Five steps for networking during a pandemic

Here’s how to build your professional support team when you can’t meet others in person.

If you’re an academic researcher, you must work on building meaningful relationships, also known as networking. Over time, as you show that you are a trustworthy colleague and can share ideas, skills and expertise, opportunities beyond collaborations can open to you.

Building professional relationships can make the difference between staying professionally stagnant and ascending the career ladder. Expanding your network allows you to find principled and reliable mentors, peers to bounce ideas off and colleagues to write letters of recommendation for your future promotion. Your network can help you to find opportunities, including virtual talks, calls for papers and nominations for awards — all key elements of career advancement.

Members of our respective networks nominated us for awards, courses and promotions. We have paid it forward by doing the same for others. As a junior faculty member, Z.T. earned dual master’s degrees in business administration and health-care leadership. This training, together with the people he met in the process, helped him to boost his management skills and to develop a robust COVID-19-testing programme at his institutions while maintaining a thriving clinical practice. (He is a member of the liver-transplant, bariatric and regional anaesthesiology teams at the New York Presbyterian Hospital.) For nearly 30 years, R.G. has coached, mentored and sponsored students and staff and faculty members in her network for promotions, awards and co-authorship opportunities. She continues to do this in her role as chief learning officer in anesthesiology at Weill Cornell Medicine in New York City.

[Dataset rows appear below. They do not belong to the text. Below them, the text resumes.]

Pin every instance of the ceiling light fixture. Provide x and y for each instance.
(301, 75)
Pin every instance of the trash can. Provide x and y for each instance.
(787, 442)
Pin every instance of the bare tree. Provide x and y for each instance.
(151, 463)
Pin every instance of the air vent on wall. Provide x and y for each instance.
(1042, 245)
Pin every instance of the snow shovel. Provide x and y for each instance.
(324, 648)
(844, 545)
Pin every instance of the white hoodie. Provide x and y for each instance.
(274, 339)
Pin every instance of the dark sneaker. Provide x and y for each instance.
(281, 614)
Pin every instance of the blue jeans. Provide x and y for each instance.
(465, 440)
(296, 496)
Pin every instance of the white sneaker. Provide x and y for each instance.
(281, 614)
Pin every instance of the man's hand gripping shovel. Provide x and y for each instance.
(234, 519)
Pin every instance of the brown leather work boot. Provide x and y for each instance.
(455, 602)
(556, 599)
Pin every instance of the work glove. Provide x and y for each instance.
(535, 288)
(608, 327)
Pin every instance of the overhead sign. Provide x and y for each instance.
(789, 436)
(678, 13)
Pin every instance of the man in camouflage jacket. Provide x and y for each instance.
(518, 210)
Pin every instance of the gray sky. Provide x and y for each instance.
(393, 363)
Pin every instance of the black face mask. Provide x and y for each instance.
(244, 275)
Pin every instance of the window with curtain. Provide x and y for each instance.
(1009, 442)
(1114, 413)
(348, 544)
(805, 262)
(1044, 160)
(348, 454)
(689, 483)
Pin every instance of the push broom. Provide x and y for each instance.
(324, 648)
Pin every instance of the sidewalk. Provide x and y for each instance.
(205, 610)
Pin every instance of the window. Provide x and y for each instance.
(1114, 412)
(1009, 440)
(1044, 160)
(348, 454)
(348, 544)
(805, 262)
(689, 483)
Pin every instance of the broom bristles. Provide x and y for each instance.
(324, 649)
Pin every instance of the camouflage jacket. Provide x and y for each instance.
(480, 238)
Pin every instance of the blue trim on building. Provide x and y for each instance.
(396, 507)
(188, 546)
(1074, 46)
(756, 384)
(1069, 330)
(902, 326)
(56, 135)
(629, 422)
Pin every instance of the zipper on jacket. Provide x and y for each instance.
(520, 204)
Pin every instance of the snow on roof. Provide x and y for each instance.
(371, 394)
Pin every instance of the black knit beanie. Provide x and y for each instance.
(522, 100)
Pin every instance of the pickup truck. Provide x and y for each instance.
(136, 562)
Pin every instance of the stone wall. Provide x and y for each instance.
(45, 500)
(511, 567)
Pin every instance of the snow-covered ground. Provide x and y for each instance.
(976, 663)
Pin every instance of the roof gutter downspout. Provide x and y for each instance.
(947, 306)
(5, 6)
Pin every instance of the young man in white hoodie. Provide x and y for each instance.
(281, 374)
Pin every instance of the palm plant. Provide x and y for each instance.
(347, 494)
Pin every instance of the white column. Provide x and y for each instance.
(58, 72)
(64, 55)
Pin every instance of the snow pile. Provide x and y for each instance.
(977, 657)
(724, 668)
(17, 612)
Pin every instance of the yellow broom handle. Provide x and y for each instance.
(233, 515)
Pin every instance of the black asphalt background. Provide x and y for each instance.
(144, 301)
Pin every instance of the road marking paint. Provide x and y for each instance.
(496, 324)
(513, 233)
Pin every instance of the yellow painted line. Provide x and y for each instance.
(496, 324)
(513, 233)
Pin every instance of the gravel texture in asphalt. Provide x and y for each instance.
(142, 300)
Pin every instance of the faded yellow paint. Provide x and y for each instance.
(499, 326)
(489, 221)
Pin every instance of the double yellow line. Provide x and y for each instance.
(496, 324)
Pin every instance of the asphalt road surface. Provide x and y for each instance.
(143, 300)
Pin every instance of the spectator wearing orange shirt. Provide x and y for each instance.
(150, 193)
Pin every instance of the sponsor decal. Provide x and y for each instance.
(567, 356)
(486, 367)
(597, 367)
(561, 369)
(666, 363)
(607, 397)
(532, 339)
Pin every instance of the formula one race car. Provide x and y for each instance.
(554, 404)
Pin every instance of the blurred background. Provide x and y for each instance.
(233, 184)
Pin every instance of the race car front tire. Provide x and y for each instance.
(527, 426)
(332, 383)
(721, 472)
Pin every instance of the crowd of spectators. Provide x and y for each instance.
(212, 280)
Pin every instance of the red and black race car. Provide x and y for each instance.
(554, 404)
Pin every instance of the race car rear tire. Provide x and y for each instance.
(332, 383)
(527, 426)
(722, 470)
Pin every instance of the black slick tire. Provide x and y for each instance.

As we adapt to the overwhelming disruption of COVID-19, we have all been forced to use online platforms to stay in touch and to forge new relationships. The key to accomplishing both of these is to modify our social behaviour in a new world of networking through video chats, instead of in conference rooms, to make our connections both meaningful and long-lasting.

Networking is essential in identifying opportunities beyond collaborations, including job openings, calls for papers and invitations to speak at events. Our advice is to remain authentic and sincere by being truthful, showing empathy and simply being yourself. Do this whether you are approaching a member of your network or are trying to connect with a new contact. It is crucial to convey that you are a team player and a trusted, supportive and caring colleague.

Even in this stressful time of social distancing and missing communal meals, celebrations and coffee-room banter, we can still develop solid professional relationships and expand our network. Here are five ways to do that during a pandemic.

Leverage your current network

You are connected to more people than you think! Rekindle relationships with people you went to university and trained with: find out what they have been up to, which sets the stage for you to share what you have been working on. So many productive things can come from ad hoc, casual conversations. Those contacts might very well suggest a person who would find your work interesting. But you have to talk with them to reap these benefits.

Partner with other institutions

To be competitive for promotion, it is crucial for you to concentrate on your national reputation. Giving talks at other institutions is a great way to develop this portion of your CV. Ask your department’s leadership to leverage their academic network and develop partnerships to facilitate invited talks. Develop a pipeline between a few institutions where you recommend faculty members to each other to give talks on specific topics. This provides a two-way path for junior faculty members to give interesting, expert presentations, which enhances their CVs.

Now that many junior researchers can easily leverage videoconferencing platforms, talks are no longer restricted to formal departmental seminars, but are open to journal clubs and/or divisional presentations.

Reach out to authors

Did you read an article that piqued your curiosity? Do not be shy. Reach out to the author and let them know what specifically you enjoyed about the article and why. This can lead to a dialogue and possible future collaborations.

Engage in professional Zoom meetings

In-person conferences are cancelled because of the pandemic for the foreseeable future, but virtual meetings are the new networking tools. Interact with the speakers and attendees. Let participants know if a comment they made resonated with you and why. Connect with them on social media and continue the conversation.

Participate in social Zooms

Zooms are not just for meetings. Participating in social Zooms, such as virtual coffee breaks, happy hours, lunch-time sessions and exercise classes, can offer otherwise unexplored opportunities to meet new and interesting people in a relaxed setting. Build on these conversations, interact by typing comments into the chat and continue the give and take of these conversations long after the Zoom concludes.

Keep yourself out there. Maintaining and building relationships are investments in yourself and in your organization. Appreciate that the process takes time and effort and understand that your deliberate, carefully planned strategy will help to promote your strengths and all-important value. Start now to lay that foundation.